はい。『DARK13』では「全国津々浦々、面白いよね、コレ」と思っていただけるものを、ABCテレビさんに乗っていただきました。ただ面白いと思うものを、僕としては全国に“球”として投げたい。今回、こういうチャンスをいただけたことは、本当にありがたいと思っています。
――キー局以外のほうが、キツい規制がないといった違いはありますか?
微妙にあるのかもしれないけれど、僕の中ではないです。昨今、表現というのはコンプライアンスを意識しながら作っていくというのが、当然のルールとしてあります。それは東京だろうが大阪だろうが名古屋だろうが変わらない。そのなかで今までにあまり見たことのないようなものを、いかに作り続けられるかというのが大事です。それを引き受けていただけるということだけで、自由度満載という感じです。
「何アホなこと言ってんだよ」から生まれるアイデア
――企画の発想について伺いたいのですが、監督のアイデアはどのように生まれることが多いですか?
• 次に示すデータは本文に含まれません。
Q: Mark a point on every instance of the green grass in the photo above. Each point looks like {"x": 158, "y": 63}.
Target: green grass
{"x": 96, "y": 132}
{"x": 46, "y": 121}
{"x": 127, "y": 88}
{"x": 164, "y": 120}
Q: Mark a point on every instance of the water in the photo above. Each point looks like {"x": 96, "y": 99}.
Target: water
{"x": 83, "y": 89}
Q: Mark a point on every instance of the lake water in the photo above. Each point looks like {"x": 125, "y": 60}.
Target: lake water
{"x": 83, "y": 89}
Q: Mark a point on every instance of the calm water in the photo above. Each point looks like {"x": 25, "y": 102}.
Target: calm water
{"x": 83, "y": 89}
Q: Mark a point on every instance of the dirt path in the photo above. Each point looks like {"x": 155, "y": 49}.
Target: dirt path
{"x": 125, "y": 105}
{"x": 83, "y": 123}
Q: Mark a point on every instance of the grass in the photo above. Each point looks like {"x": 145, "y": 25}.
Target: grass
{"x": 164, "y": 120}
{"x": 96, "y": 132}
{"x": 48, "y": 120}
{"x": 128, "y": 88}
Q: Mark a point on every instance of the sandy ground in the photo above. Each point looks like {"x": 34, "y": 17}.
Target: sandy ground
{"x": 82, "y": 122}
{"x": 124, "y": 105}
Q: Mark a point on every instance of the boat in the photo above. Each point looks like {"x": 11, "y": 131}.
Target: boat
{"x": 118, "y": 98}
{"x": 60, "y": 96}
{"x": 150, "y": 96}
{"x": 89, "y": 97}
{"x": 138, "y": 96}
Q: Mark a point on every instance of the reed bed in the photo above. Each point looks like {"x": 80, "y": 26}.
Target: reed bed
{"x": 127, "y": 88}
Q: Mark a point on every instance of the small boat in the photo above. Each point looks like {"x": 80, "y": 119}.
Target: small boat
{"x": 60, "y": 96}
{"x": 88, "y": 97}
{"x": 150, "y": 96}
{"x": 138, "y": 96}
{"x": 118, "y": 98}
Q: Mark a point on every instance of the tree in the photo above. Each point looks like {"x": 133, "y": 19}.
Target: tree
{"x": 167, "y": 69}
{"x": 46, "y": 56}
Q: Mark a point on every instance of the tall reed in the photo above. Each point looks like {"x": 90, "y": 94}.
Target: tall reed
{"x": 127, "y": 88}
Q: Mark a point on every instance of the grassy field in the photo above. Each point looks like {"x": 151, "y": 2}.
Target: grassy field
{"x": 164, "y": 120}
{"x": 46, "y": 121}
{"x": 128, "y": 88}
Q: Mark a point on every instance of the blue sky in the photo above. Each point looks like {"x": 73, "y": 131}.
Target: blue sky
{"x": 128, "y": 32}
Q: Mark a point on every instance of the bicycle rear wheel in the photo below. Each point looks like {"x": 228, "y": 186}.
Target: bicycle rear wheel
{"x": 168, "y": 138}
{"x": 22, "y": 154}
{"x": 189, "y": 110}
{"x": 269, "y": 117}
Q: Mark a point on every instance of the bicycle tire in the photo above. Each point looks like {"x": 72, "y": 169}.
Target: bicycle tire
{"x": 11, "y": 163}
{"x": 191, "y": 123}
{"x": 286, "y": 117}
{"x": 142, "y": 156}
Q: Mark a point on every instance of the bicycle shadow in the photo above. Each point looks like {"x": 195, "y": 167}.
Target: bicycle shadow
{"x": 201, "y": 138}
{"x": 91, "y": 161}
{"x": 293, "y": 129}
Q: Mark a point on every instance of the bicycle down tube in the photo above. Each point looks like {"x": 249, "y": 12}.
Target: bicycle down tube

雑談ですね。特に最近は、去年FODでやった『ゲート・オン・ザ・ホライズン~GOTH~』も、SKY-HIさんと「沖縄で『IWGP』みたいなことやったら面白いんじゃない?」という雑談から生まれました。
――今回の『DARK13』も?
そうです。まあ、今回はLDHのHIROさんと一緒に考えていきました。飲み屋ノリと言ったら変ですけど、原作があるわけでも、モデルになるリアルな人物がいたわけでもない。ゾンビですからね(笑)。ミーティングの中で、LDHの「THE JET BOY BANGERZ(TJBB)」という10人組グループを主演に、「彼ら全員が均等に主役っぽく見えるものってありますか?」と聞かれたんです。「ない」と言うことだけは、僕は悔しくてできませんから、「ありますよ。ゾンビです」と、3秒で結論を出したところが始まりです。
――3秒でゾンビと。
ただゾンビだけだと「ありがちなパターンだな」というリアクションが来ると思ったので、「単なるゾンビものじゃありません。ゾンビの裁判モノ、もっと言うとゾンビの金八先生みたいなモノ」と次の手を打っていきました。真っ当な人間が聞くと、一見、「何アホなこと言ってんだよ」というところから、こういうテレビの企画というのは始まるんじゃないかと。私も70歳を超えましたが、“最後のアホ企画”として、ぜひチャンスがある限り続けられればいいなと思っている次第です。